With the passing of the winter, and the return to college in the pleasant month of April, the final, all-absorbing Tap Day loomed over them only six weeks away. It was not a particularly agreeable period. The contending ambitions were too keen, too conflicting, for the maintenance of the old spirit of comradeship. The groups again defined themselves, and the “lame ducks,” in the hopes of being noticed, assiduously cultivated the society of what are called “the big men.”
One afternoon in the first week in April, as Dink was returning from the gymnasium, he was suddenly called to from the street. Chris Schley and Troutman, in a two-seated rig, were hallooing:
“Hello there, Dink.”
“Come for a ride.”
“Jump in—join us.”
The two had never been of his intimates, belonging to a New York crowd, who were spoken of for Keys. He hesitated, but as he was free he considered:
“What’s the game?”
“We’re out for a spin towards the shore. Tommy Bain and Stone were going but had to drop out. Come along. We might get a shore supper, and toddle back by moonlight.”
“I’ve got to be here by seven,” said Dink doubtfully.
“Oh, well, come on; we’ll make it just a drive.”
“Fine.”
He sprang into the front seat, and they started off in the young, tingling air. Troutman, at the reins, was decidedly unfamiliar with their uses, and, at a fervent plea from Schley, Stover assumed control. Since freshman year the three had been seldom thrown together. He remembered Troutman then as a rather overgrown puppy type, and Schley as a nuisance and a hanger-on. He scanned them now, pleasantly surprised at their transformation. They had come into a clean-cut type, affable, alert, and if there was small mark of character, there was an abundance of good-humor, liveliness, and sociability.
“Well, Dink, old chap,” said Troutman, as he passed along quieter ways, “the fatal day approaches.”
“It does.”
“A lot of seniors are out buying nice brand-new derbies to wear for our benefit.”
“I’ll bet they’re scrapping like cats and dogs,” said Schley.

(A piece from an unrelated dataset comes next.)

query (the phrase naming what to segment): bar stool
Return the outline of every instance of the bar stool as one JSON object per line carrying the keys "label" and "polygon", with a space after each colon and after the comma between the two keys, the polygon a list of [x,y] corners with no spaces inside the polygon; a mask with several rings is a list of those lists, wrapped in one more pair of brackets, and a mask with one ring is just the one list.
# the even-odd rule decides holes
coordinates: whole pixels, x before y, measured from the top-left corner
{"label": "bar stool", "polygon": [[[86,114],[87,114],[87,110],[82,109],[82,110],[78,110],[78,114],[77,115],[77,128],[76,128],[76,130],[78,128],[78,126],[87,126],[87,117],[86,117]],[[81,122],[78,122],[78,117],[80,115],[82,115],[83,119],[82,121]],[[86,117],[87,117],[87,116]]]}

“They say last year the Bones list wasn’t agreed upon until five minutes before five.”
“The Bones crowd always fight,” said Schley, from the point of view of the opposite camp. “I say, Dink, did you ever think of heeling Keys?”
“No, I’m not a good enough jollier up for that crowd.”
“They say this year Keys is going to shut down on the sporting life and swipe some of the Bones type.”
“Really?” said Stover, in disbelief.
“Sure thing; Tommy Bain has switched.”
“I heard he was packer,” said Stover, not particularly depressed. In the college the rumor had always been that the Keys crowd had what was termed a packer in the junior class, who helped them to pledge some of their selections before Tap Day.
“Sure he is,” said Troutman, with conviction.
“Wish he’d stuck to Bones,” said Schley. “Yours truly would feel more hopeful.”
“Why, you fellows are sure,” said Stover to be polite.
“The deuce we are!”
Schley, tiring of the conversation, was amusing himself from the back seat by well-simulated starts of surprise and a sudden snatching off of his hat to different passersby, exclaiming:
“Why, how do you do. I remember meeting you before.”